We have legislation that says that every piece of information that public servants create or use is a record and must be kept.
They don’t do it.
They don’t get fired.
They don’t get performance managed.
Do you think that Chief Executives/Director Generals/Secretaries don’t know?
Of course they know.
So it's worth considering.
Why don't they do something about it?
They're breaking the law (or they know the law is being broken) - right?
It's simple, they do the maths.
If it's going to cost $20M to MAKE everyone do it, they consider that against what they think that money can and will deliver.
That's basically their job.
How much of what we'd consider "work" do chief executives do?
It's not really their job.
Their job is mostly capital allocation and risk management.
They allocate capital against things that are going to further the goals of the agency, and manage the most significant risks to those goals.
When we pitch records as a compliance function to them, where does it fall against those two things?

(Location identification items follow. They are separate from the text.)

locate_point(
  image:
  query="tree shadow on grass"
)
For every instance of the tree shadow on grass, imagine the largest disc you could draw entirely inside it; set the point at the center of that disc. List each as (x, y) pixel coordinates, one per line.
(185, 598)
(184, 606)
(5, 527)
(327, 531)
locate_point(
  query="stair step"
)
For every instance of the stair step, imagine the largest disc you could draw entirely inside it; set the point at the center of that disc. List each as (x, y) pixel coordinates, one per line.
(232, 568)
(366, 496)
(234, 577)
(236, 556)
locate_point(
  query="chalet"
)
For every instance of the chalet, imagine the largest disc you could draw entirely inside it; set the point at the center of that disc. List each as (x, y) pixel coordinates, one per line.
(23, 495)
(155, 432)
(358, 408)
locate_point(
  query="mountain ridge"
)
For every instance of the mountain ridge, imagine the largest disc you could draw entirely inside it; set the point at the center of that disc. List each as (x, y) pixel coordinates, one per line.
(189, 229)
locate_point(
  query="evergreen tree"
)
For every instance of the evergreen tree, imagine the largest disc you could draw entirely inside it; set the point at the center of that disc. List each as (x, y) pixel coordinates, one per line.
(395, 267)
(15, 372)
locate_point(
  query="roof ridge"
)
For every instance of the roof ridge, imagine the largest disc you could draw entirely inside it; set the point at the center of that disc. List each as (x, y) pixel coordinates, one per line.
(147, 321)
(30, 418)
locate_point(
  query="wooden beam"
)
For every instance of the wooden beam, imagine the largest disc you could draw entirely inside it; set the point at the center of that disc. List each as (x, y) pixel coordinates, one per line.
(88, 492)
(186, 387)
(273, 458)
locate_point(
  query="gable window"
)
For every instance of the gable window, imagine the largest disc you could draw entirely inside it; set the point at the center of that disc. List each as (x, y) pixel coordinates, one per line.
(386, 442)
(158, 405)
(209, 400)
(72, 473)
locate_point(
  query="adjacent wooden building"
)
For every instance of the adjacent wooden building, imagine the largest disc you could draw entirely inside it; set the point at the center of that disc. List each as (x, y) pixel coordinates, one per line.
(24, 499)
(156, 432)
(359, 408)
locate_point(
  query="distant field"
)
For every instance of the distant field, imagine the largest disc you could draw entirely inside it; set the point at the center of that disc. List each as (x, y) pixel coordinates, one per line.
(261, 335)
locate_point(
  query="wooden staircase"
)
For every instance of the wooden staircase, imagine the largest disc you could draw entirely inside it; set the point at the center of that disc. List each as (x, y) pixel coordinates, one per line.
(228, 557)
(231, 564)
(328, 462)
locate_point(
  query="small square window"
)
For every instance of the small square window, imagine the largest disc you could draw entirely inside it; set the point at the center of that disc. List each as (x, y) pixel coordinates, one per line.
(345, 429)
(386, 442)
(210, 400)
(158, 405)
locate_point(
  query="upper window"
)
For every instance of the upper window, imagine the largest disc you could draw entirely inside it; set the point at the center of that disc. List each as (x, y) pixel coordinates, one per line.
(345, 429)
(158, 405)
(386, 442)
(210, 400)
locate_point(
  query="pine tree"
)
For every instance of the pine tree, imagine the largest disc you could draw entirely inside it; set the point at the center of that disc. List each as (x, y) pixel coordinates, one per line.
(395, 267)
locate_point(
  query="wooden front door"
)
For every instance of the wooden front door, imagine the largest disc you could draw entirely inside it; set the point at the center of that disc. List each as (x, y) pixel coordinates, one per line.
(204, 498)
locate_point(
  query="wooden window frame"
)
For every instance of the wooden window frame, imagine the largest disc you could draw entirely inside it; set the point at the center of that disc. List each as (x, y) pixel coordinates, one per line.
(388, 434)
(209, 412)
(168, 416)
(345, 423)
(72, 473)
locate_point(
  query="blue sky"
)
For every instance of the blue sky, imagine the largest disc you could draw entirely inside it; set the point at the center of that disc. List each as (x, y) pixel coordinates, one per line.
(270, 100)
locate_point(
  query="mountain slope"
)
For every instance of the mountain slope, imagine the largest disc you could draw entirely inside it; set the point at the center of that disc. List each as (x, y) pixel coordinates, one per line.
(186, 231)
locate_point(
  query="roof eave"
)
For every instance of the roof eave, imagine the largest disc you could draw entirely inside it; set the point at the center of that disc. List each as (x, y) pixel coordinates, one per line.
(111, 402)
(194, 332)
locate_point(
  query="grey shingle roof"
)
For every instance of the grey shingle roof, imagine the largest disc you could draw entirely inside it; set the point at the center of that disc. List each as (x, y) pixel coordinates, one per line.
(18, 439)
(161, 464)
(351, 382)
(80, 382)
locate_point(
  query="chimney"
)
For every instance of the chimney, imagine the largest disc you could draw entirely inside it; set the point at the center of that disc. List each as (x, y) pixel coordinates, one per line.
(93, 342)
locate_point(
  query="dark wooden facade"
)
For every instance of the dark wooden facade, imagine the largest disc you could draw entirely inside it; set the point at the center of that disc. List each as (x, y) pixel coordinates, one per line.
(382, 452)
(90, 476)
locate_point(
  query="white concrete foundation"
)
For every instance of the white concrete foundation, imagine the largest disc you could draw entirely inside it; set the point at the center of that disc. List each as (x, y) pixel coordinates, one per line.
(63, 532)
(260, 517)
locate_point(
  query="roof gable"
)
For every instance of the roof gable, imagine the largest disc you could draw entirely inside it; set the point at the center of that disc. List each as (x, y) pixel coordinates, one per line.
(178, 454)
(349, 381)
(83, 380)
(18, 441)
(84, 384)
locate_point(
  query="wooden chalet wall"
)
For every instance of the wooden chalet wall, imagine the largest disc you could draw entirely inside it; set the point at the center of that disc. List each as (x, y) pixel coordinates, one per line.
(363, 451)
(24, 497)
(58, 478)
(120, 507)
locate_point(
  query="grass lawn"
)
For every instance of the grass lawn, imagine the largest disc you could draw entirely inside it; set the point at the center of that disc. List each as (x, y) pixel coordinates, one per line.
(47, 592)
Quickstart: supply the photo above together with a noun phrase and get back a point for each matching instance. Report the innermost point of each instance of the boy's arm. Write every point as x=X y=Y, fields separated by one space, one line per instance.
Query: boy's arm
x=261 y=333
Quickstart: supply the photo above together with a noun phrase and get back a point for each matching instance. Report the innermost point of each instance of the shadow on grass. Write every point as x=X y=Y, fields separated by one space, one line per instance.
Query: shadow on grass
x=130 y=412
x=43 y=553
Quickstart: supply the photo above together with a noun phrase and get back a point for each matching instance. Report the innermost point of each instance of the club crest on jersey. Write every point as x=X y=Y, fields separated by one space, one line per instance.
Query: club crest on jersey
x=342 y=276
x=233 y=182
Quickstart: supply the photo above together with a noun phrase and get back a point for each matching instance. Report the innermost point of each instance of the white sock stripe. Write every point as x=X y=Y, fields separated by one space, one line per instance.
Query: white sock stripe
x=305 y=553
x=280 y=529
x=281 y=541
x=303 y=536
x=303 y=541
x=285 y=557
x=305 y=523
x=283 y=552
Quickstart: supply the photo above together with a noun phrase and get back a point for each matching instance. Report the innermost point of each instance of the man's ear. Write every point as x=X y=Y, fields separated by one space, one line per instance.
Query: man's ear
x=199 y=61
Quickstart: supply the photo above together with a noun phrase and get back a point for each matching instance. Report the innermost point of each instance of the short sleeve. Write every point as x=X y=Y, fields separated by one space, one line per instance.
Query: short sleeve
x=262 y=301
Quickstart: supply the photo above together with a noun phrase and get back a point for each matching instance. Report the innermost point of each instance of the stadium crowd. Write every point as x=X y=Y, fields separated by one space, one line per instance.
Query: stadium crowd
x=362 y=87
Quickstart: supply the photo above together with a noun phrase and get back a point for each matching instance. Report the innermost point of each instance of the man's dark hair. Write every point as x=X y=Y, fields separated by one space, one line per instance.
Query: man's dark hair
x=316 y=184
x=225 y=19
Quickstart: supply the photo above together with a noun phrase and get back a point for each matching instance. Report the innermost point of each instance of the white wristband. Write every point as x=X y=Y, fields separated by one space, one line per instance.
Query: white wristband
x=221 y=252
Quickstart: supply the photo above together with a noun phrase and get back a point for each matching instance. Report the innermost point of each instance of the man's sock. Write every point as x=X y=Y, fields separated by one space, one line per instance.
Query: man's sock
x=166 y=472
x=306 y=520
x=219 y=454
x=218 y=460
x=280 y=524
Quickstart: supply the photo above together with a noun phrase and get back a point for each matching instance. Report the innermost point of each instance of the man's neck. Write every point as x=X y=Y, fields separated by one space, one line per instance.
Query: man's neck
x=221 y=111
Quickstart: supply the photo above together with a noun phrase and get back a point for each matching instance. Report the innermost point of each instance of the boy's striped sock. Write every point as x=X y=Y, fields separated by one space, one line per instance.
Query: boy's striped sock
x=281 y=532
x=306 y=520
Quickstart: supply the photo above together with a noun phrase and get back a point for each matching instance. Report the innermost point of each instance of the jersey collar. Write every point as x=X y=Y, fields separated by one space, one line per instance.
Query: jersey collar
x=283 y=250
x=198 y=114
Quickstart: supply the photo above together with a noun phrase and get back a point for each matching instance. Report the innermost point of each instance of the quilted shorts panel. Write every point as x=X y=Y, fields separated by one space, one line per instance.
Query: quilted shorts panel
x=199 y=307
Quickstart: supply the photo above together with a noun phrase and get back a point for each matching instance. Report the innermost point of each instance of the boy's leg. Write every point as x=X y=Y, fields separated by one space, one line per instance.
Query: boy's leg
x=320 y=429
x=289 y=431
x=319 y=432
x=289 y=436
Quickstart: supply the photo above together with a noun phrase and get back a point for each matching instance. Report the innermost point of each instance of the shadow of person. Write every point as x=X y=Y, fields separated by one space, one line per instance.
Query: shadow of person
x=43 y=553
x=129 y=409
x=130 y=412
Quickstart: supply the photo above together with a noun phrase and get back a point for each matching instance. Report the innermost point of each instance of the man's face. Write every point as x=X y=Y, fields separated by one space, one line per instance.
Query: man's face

The things that get the most funding, are the things that are going to further the primary goals of the agency.
What ability does records have to further the goals of the agency?
What difference does it make whether you position records as a value centre, or a compliance centre?
Then there's risk management.
Risk management is next in the funding queue.
What are the really big risks for an organisation?
Is it records compliance?
Is it that there's going to be a surprise visit from the records regulator that will then consume the CEO or minister's time - taking them away from the real strategic priorities?
Is it the new things an organisation is doing? That there won't be enough funding?
What do you think it is?
IF you had to spend more money on the things that were going to produce the biggest gains for an agency, or manage the biggest risks for the agency - would it be records?
This is the maths that chief executives are doing.
And records isn't in it.
It probably was for you.
What's the difference in the way you both think about records?
What I have never understood is why the agencies responsible for compliance *never* do show up. That's basically their job, one might say. If you are going to run with a compliance agenda, it is tough when there is no threat of action from the regulator. Ultimately, IRM needs to be value creating but the compliance piece is the starting point, the foundation.